Porque eso es precisamente lo que podría ocurrir si el Ministerio de Trabajo no aclara la situación en el nuevo reglamento. Una empresa de transporte que ya gestiona los datos del tacógrafo para cumplir con la normativa europea de tiempos de conducción se vería obligada, además, a implementar un registro de jornada paralelo, con sus propios formatos, sus propios procedimientos y su propia lógica. La carga administrativa se duplicaría sin que mejore en nada la supervisión real del conductor.
Hay aquí un problema más profundo que el burocrático, y es que el transporte por carretera trabaja en un entorno móvil, transfronterizo y sujeto a regulación europea estricta. Las herramientas de control ya existen y funcionan. Lo que falla, con demasiada frecuencia, es que la legislación laboral española no termina de articularse con esa realidad operativa, generando zonas grises que complican la vida a las empresas y, al final, no protegen mejor al trabajador.
La CETM solicita, en concreto, que el tacógrafo sea reconocido como sistema suficiente y adecuado para el registro de jornada, garantizando seguridad jurídica y compatibilidad con la normativa europea.

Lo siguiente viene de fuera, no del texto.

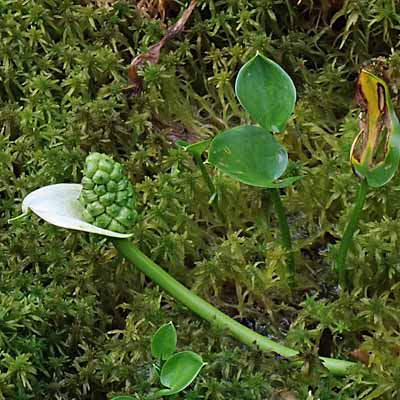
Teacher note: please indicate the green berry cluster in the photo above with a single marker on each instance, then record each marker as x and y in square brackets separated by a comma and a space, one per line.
[107, 195]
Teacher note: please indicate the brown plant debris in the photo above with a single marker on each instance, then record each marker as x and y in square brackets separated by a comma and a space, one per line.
[153, 8]
[153, 55]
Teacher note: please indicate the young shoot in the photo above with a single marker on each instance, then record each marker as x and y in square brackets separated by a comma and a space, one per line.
[251, 154]
[60, 205]
[176, 370]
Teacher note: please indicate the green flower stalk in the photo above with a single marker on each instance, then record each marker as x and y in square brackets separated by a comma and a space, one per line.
[108, 198]
[66, 205]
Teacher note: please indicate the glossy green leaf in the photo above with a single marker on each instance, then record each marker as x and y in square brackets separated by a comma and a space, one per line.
[375, 153]
[163, 343]
[250, 155]
[197, 148]
[179, 371]
[266, 92]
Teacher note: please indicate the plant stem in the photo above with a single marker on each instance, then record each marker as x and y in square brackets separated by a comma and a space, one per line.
[209, 182]
[348, 236]
[285, 233]
[209, 312]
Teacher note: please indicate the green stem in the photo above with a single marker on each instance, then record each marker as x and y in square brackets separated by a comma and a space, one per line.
[209, 312]
[285, 233]
[209, 182]
[348, 236]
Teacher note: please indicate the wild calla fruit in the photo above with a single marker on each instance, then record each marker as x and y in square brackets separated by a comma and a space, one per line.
[107, 195]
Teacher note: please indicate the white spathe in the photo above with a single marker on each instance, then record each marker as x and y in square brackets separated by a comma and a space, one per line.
[59, 205]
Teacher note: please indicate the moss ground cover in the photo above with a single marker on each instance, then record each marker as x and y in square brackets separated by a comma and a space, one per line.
[76, 320]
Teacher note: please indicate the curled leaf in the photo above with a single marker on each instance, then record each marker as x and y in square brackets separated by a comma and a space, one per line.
[375, 152]
[58, 205]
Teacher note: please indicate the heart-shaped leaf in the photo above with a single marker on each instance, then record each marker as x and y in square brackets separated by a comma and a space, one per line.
[179, 371]
[58, 205]
[250, 155]
[375, 153]
[163, 343]
[266, 92]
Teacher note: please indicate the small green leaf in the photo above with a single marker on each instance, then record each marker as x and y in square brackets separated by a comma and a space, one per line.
[266, 92]
[179, 371]
[250, 155]
[163, 343]
[195, 148]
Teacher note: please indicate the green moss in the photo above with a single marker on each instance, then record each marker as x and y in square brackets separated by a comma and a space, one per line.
[75, 319]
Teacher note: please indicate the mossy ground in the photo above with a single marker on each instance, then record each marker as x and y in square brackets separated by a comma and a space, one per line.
[75, 319]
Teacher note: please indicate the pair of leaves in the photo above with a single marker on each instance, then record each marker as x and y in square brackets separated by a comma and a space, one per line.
[248, 153]
[375, 152]
[179, 369]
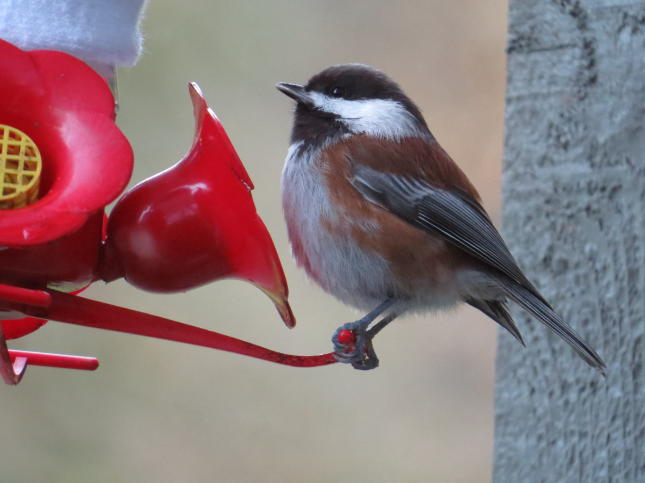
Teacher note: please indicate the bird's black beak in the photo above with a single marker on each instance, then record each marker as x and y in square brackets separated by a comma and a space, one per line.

No pide una excepción. Pide que la norma sea coherente con lo que ya ocurre cada día en la cabina de un camión.
El Ministerio tiene ahora la oportunidad de resolver una duplicidad evitable antes de que se consolide. Si el tacógrafo ya es válido para Inspección de Transporte, si ya es válido para la Inspección de Trabajo cuando esta sube a un vehículo, es difícil argumentar por qué no puede serlo también para el registro ordinario de jornada. Las patronales pueden equivocarse en muchas cosas, pero en esta tienen razón.